The Patent Act requires that claims be written in a way that “particularly point[s] out and distinctly claim[s] the subject matter which the inventor . . . regards as the invention.” 35 U.S.C. 112(b). In Nautilus, the Supreme Court held that a patent claim survives this test only if it provides “reasonable certainty” as to the scope and bounds of the invention.
In the case, the jury was instructed under the old standard that permitted invalidation under 112(a) only when a claim’s meaning was “insolubly ambiguous.” On appeal, the Federal Circuit vacated the not-invalid jury verdict and ordered a new trial. The court writes:
While there may be some factual scenario where the reference to “insolubly ambiguous” is nonprejudicial, this is not that case. Here, the sentence, “Rather, only claims that are insolubly ambiguous are indefinite,” is the strongest, most forceful statement in the entire instructions on indefiniteness. It seems almost certain that amidst the back-and-forth, give-and-take of the remainder of the jury instructions on indefiniteness, the jury would gravitate to the single, definitive statement in the instructions. Furthermore, this sentence is juxtaposed with, “Absolute clarity is not necessary,” and connected with “rather, only,” which slants the playing field against a finding of indefiniteness in a way that is no longer appropriate after Nautilus. On this basis, we find that the district court’s reference to the insolubly ambiguous standard was prejudicial.

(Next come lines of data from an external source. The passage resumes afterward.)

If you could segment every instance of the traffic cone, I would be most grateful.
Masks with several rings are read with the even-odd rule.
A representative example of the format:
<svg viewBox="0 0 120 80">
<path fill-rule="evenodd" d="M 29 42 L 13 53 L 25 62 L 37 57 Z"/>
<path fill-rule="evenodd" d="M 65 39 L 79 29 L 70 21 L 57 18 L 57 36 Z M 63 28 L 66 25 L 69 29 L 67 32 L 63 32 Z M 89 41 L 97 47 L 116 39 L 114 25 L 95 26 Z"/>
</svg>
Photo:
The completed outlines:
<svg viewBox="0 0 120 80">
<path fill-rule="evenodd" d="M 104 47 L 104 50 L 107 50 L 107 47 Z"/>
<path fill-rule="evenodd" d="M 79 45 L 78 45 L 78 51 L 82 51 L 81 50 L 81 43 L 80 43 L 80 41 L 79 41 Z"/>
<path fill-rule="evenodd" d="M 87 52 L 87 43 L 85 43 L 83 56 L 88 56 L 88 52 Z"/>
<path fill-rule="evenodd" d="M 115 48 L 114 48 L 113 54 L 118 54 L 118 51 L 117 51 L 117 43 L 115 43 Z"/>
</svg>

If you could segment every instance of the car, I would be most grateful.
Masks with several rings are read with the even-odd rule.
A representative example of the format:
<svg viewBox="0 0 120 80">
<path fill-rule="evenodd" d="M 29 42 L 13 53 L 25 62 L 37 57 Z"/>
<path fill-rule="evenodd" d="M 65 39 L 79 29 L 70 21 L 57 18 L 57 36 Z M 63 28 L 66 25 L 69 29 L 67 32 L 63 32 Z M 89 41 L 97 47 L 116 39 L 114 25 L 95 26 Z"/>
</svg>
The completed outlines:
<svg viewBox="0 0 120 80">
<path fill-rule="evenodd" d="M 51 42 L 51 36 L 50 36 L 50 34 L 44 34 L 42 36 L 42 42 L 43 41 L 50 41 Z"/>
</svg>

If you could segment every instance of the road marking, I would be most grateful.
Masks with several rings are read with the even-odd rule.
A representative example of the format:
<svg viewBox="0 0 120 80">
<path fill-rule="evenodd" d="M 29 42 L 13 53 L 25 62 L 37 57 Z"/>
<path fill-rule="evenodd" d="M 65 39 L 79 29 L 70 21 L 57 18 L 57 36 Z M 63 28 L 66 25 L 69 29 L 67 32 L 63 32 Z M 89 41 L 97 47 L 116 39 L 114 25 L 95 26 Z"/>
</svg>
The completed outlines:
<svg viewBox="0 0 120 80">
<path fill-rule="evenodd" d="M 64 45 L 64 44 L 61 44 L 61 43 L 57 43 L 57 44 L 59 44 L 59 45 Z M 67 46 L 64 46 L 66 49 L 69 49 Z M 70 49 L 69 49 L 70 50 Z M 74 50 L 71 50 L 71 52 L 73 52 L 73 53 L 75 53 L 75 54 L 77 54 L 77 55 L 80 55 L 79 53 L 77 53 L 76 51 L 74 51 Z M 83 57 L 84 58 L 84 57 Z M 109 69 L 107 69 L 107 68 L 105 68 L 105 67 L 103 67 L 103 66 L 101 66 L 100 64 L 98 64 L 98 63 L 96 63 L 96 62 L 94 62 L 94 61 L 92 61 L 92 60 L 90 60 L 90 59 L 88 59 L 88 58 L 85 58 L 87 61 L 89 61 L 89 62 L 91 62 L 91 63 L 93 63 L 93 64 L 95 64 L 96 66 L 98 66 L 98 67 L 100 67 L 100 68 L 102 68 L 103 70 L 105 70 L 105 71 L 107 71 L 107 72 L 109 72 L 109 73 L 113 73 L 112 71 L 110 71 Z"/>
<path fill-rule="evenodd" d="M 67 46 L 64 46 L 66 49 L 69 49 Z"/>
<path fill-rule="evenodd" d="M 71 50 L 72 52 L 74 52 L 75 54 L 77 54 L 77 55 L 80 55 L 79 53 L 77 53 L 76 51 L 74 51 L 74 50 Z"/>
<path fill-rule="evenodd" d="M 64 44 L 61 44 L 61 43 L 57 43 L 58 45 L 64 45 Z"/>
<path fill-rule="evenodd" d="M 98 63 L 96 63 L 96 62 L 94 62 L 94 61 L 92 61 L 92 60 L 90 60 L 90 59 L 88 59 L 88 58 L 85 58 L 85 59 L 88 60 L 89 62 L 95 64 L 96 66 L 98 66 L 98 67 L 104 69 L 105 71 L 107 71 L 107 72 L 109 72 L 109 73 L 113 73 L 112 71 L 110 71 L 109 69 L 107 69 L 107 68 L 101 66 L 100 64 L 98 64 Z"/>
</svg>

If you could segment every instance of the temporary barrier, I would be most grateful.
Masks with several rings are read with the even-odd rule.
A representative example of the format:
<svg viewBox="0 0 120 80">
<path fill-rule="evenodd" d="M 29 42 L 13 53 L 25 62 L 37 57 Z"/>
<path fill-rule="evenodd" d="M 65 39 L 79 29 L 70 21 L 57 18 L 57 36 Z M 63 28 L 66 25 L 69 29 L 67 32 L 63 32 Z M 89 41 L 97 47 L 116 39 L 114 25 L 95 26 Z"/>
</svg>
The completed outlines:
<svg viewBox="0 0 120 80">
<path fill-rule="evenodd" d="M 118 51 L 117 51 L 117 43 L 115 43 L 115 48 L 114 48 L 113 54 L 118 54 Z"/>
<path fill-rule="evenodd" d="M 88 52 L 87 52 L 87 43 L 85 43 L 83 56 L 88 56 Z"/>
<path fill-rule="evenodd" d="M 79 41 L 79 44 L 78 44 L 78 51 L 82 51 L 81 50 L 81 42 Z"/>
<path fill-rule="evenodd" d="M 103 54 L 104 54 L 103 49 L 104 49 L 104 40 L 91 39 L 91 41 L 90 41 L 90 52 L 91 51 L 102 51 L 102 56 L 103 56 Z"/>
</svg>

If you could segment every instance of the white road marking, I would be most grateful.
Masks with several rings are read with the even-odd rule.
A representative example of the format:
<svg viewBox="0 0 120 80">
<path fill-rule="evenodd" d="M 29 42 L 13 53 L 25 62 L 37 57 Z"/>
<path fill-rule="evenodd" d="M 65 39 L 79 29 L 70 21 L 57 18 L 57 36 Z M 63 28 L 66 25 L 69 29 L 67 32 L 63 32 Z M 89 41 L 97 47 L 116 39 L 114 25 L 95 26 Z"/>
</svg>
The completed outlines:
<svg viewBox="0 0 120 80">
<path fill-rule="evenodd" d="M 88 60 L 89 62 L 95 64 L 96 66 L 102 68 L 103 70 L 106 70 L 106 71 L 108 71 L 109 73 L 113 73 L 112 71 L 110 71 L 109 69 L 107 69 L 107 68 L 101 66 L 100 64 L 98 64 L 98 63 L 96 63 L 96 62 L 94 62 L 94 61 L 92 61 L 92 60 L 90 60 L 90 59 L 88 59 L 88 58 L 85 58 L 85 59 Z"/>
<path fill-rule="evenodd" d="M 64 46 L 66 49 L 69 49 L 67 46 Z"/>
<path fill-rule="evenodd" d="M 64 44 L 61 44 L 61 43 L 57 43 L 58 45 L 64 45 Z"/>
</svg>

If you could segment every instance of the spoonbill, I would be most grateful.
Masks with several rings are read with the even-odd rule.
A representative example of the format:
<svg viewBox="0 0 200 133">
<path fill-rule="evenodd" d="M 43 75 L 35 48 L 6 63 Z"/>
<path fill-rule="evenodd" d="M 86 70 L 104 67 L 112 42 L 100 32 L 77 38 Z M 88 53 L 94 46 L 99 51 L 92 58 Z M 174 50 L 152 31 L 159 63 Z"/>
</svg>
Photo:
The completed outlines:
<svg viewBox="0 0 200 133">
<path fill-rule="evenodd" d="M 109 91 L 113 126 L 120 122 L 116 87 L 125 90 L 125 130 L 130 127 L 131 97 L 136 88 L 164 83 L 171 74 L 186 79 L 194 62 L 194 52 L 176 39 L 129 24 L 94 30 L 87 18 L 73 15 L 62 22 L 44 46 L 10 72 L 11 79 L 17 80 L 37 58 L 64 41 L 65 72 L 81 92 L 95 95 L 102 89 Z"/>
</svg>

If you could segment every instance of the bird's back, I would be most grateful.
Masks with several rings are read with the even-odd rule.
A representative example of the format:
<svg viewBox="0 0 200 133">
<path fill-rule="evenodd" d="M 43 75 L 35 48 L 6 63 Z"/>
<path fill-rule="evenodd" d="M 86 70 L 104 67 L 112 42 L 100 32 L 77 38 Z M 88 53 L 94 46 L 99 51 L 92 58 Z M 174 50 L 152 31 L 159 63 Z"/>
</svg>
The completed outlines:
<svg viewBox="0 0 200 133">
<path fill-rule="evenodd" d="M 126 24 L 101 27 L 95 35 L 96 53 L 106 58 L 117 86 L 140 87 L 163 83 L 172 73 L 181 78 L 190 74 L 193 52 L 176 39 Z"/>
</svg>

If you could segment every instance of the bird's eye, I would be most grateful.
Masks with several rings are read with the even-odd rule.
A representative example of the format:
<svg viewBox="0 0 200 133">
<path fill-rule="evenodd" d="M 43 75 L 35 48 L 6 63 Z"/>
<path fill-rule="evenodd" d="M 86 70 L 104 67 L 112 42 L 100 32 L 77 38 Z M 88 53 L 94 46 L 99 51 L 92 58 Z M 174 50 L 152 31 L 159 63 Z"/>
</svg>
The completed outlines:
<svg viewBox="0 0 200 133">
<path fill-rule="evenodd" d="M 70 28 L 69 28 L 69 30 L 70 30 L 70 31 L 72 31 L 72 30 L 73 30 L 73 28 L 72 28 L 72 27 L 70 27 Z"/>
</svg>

Although we know that Nautilus made it easier to invalidate claims as indefinite, the court still has not spelled out the meaning of “reasonable certainty.” On this point, the court merely demurred: “While we have not clarified the relationship between ‘insolubly ambiguous’ and ‘reasonably certain,’ it must be admitted that the “insolubly ambiguous” standard is a harder threshold to meet than the post-Nautilus standard.”
Although the reasonable certainty test is new to the indefiniteness doctrine, it is not new to the law. The area where it is most well known is likely in proving “special damages” such as lost-profits on breach of contract or in a tort action. Some have also linked “reasonable certainty” as the inverse of “reasonable doubt.” Reasonable certainty only exists when there is no reasonable doubt. Henry L. Chambers, Jr., Reasonable Certainty and Reasonable Doubt, 81 Marq. L. Rev. 655 (Spring 1998).
The bottom line for the reasonable certainty standard is that, while some uncertainty is permissible, the scope should be free from speculation or conjecture.